Poco antes de llegar a Reino Unido, con la costa a la vista, unas turbulencias bastante movidas le dieron un poco de vidilla al vuelo. Uno de los asistentes de vuelo cayó contra los asientos y el aparato dio un par de bandazos estilo montaña rusa, pero bueno, quedó en un susto y la demostración que ahí arriba, el avión está a merced de todo.

Al llegar a Gatwick, tocó cambio de avión, así que buscando desde dónde salia el mío, pues no decía en el billete a qué terminal ir, tocando preguntar si a Amsterdam se sale desde la terminal North o la South. Previo control de seguridad desde la zona de tránsito, me dejaron pasar al Lounge donde esperar para ver a qué puerta ir.

Una vez en el avión de la British hacia Ámsterdam Schiphol (esjifol, como lo pronuncian), resulta que la tripulación es la misma y cuando me ve el azafato (en la recta hacia su jubilación) me reconoce y me pregunta si he ido desde Madrid. Explicado el porqué me veía dos veces ese día, continuamos el vuelo.

El vuelo desde Londres a Ámsterdam dura poco más de una hora. Al llegar a Holanda, se puede ver cómo donde no hay edificaciones, los campos se ven encharcados. Aquello me recordaba a las típicas imágenes aéreas tras una inundación.

Una vez en el aeropuerto de Schiphol, toca pasar el control de seguridad, que es un poco más estricto incluso que Londres, ya que preguntan a qué vas, cuánto vas a estar… Lo curioso es que a la salida también (y entran ganas de decir que te has cansado de fumar porros y por eso te vas).

Como tengo que ir a La Haya y el taxi es prohibitivo, cojo un tren que sale desde el propio aeropuerto. Al llegar al anden, me pareció ver un Den Haag y ahí me metí, a lo loco.
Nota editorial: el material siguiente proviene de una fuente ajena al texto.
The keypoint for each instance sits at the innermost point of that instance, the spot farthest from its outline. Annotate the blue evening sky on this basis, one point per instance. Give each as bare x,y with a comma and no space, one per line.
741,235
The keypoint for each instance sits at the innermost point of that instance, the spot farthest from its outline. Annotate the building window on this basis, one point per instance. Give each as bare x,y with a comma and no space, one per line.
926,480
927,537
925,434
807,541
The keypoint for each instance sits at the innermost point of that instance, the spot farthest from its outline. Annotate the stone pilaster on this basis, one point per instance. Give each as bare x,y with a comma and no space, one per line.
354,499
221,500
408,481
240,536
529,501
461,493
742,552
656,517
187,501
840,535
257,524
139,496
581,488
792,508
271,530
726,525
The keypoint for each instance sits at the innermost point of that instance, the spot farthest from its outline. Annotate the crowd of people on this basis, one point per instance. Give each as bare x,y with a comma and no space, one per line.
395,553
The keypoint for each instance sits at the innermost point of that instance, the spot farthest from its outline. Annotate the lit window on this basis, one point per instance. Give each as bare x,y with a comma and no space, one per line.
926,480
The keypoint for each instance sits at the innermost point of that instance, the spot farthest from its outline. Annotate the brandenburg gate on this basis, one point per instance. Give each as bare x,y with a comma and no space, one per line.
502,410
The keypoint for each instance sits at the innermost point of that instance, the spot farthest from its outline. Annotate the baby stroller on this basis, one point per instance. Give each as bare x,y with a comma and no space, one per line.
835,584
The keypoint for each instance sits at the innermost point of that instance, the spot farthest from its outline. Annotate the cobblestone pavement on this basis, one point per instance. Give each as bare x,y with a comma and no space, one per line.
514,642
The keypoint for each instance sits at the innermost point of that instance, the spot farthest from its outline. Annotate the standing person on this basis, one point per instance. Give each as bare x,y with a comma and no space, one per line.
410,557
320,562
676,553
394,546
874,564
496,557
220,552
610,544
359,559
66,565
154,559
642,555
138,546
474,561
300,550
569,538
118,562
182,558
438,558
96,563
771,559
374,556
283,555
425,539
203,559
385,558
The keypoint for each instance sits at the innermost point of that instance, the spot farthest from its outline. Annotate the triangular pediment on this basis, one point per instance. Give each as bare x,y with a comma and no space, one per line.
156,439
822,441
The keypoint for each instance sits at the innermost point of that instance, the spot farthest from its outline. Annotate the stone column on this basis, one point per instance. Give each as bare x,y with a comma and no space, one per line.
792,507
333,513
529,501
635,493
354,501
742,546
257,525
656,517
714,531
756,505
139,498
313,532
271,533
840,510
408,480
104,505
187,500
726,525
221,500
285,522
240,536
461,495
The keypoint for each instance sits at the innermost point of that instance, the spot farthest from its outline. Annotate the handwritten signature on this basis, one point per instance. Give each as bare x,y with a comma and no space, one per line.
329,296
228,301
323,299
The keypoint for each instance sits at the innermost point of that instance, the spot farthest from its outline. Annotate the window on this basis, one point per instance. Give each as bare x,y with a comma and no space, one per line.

Al ponerse en marcha, me entraron las dudas y tocó tirar de GPS para ver por qué vía iba y en qué sentido. Al final, todo bien y llegué a la CS (Estación Central). Al salir, el aparcamiento de bicicletas es inmenso, no cambe ninguna… ¿cómo reconocen cuál es la suya?, ¿estando todas tan apelotonadas cómo la sacas?.
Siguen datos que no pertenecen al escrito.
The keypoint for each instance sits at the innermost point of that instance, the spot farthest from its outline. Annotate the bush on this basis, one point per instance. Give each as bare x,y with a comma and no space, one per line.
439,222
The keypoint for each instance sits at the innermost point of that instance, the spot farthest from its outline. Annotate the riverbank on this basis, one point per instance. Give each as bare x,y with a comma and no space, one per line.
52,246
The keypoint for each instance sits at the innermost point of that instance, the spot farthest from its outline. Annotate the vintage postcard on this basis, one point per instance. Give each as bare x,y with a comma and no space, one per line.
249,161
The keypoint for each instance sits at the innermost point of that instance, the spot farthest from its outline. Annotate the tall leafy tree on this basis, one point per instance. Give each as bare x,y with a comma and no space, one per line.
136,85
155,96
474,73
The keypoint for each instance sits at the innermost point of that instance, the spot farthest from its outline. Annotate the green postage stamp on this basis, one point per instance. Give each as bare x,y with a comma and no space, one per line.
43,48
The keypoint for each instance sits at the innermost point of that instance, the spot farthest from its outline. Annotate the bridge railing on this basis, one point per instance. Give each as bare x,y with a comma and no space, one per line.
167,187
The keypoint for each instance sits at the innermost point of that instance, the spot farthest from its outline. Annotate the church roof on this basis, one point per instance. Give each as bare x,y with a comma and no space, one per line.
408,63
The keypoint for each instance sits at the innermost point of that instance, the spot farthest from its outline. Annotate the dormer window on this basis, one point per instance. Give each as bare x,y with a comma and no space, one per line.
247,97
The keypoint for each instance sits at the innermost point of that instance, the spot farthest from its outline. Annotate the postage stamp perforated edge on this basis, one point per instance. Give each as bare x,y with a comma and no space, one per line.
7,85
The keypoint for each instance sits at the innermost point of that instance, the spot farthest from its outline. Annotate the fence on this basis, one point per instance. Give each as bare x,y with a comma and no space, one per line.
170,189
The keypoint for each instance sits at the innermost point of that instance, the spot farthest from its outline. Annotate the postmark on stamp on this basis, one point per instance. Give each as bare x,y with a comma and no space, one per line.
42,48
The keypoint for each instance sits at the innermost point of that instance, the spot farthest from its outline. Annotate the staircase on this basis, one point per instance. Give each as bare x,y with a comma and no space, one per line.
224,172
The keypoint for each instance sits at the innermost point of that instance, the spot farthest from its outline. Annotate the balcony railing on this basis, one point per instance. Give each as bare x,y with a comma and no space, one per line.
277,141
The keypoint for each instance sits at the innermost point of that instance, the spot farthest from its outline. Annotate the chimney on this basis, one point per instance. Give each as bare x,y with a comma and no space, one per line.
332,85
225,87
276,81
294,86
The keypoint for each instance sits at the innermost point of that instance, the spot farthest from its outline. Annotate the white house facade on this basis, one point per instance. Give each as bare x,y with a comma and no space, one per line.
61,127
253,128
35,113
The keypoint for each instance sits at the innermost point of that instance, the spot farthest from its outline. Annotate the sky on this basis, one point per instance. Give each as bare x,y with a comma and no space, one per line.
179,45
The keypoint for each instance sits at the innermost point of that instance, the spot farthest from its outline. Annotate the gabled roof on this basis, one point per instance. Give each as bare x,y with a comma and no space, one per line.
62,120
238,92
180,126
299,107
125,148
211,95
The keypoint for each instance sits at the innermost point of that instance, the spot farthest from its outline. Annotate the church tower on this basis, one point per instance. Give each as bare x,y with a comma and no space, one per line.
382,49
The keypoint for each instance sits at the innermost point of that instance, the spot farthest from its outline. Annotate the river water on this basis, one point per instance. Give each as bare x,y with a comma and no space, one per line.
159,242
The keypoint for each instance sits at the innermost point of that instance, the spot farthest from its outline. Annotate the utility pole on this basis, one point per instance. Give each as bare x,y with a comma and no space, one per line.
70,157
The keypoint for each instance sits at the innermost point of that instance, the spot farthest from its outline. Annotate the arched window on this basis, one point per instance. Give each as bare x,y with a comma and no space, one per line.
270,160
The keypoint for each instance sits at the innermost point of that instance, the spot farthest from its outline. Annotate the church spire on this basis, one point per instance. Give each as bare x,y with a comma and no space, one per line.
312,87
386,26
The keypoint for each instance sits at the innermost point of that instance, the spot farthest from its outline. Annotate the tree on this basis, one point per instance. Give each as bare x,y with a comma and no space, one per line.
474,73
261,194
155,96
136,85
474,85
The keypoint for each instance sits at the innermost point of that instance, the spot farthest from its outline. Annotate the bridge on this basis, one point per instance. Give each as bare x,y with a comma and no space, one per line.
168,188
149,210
En taxi llegué al hotel. Allí, la bajada de bandera son 7.5 y durante un buen rato no cuenta el taxímetro. Además, mientras estás parado se ilumina otra luz que imagino que será la tarifa de parado. El check-in en el hotel, sobre las siete y media, como siempre, sin problemas, pero por si acaso, lo llevaba todo bien impreso.

Para cenar, pregunté en recepción dónde, además del restaurante del hotel, podría ir. Me dijeron cómo llegar a una calle comercial, así que fui para allá esperando ver un McDonald’s o similar, pero nada, lo único abierto a esa hora y familiar eran un par chinos. Por fin de decidí por uno, pero la carta. además de chino, venía en ¿nerlandés?, así que, menos mal que tenían una carta en inglés y me recomedaron bien qué podría pedir para cenar: unos noodles con carne.
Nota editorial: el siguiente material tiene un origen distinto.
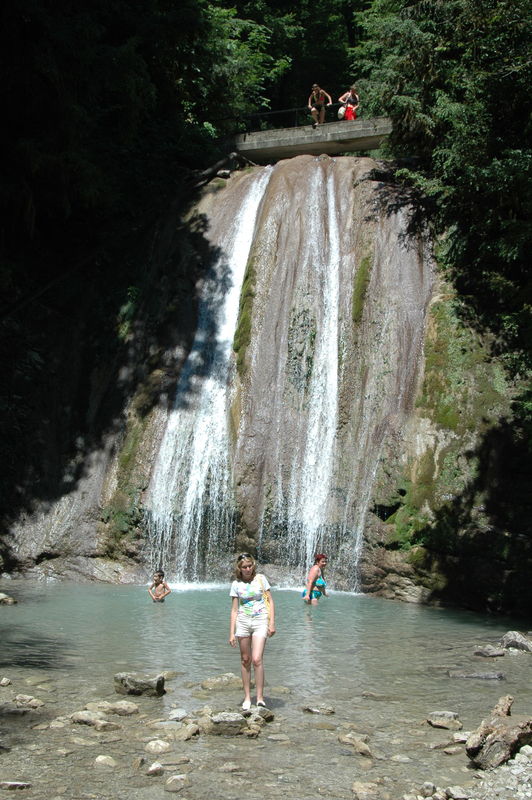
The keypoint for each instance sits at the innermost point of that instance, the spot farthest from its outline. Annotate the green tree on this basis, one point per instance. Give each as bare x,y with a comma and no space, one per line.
454,77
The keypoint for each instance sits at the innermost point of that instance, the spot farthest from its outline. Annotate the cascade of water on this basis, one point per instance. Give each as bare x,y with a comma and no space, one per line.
312,469
190,508
302,478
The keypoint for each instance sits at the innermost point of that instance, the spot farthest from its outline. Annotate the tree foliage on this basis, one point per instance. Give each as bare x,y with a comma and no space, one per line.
454,76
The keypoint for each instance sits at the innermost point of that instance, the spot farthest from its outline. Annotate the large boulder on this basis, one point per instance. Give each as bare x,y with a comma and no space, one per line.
499,737
137,683
516,640
228,723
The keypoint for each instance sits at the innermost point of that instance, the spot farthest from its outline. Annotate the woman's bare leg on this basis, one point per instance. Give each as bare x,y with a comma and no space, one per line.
257,651
245,664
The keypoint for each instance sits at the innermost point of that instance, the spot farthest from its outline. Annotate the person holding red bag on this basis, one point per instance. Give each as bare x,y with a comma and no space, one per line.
352,101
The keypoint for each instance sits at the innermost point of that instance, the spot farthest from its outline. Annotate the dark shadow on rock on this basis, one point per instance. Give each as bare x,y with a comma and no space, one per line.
75,354
30,650
481,540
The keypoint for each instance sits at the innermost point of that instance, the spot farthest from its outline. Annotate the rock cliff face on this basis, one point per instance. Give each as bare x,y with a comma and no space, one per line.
333,363
356,407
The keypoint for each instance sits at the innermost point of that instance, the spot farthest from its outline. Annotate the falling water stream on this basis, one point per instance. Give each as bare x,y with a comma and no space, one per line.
190,502
286,449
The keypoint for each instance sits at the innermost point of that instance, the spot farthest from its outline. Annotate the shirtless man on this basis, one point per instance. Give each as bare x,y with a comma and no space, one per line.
159,588
317,101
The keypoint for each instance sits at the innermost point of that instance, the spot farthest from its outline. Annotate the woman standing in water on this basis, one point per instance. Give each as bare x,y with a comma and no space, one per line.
252,621
316,586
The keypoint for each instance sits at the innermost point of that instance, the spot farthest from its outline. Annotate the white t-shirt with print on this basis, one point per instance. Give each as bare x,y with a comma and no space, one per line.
250,595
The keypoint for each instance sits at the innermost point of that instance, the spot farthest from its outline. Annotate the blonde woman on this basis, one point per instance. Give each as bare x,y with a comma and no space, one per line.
252,622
A la vuelta, andando con calma, vi unos detalles curiosos de las casas: muchas tenían mástil, como para poner una bandera. Las ventanas son muy grandes y no tienen cortinas (se lo pregunté a los compañeros al día siguiente y me confirmaron que es famoso el no tener cortinas. Parece que mucha gente, en vez de ir a ver escaparates, va a ver casas). Luego están los canales que se pueden ver en alguna calle, el tranvía (mejor no excavar para hacer metro). A la vuelta al hotel pude ver que está al lado de museo de ciencias, pero a las nueve de la noche, es como las tres de la mañana en España, pues todo está cerrado y sólo tú vas andando por la calle.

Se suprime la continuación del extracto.